Thursday 21 September 2023

Litter & Liberty

Wednesday was a varied day: communion at Widelake House, a funeral where everything went wrong including a downpour at the cemetery which left us all drenched, and Church Club at the Infants School. Somewhat wearily I got to the church, ready for a walk to the supermarket to do my shopping as it was too wet to cycle, and found the porch full of trash.

There's a certain amount of research examining why people litter, most of it (quoted, for instance, here and here) concluding that it mainly relates to the availability of bins. This can't be the case with the youngsters who hang around the church, as, every adult who comments on the matter points out, they leave rubbish about despite being directly alongside a rubbish bin. There must be something else going on. 

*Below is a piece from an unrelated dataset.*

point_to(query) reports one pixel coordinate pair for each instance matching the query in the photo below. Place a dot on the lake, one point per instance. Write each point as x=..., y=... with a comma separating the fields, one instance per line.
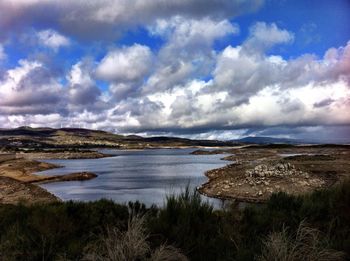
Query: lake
x=129, y=175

Imagine being a teenager, especially a teenage boy, in a group sitting outside Swanvale Halt church, or in the porch, with a bottle of radioactive sweet pop or a horrible spicy sausage in a packet with a strikingly low actual meat content. You're certainly not going to put the remains into a bin if nobody around you is - but the likelihood is that you won't do it even if you're on your own, and I know this is exactly what happens. It's not just group dynamics. 

Think of it like this. Putting your rubbish into a bin, provided for the purpose by a public authority, would show that you accepted a constraint on your behaviour. It would mean recognising that you are not completely free to do whatever you like, that you have to take other considerations, other people and their feelings and ideas, into account; that you are not utterly autonomous, absolutely the master of your own destiny. Trash is freedom. It's more than that, it's a symbol of freedom.

Imagine, again, being in a place where leaving a crisp packet on a paving slab is what it means to be free. Great.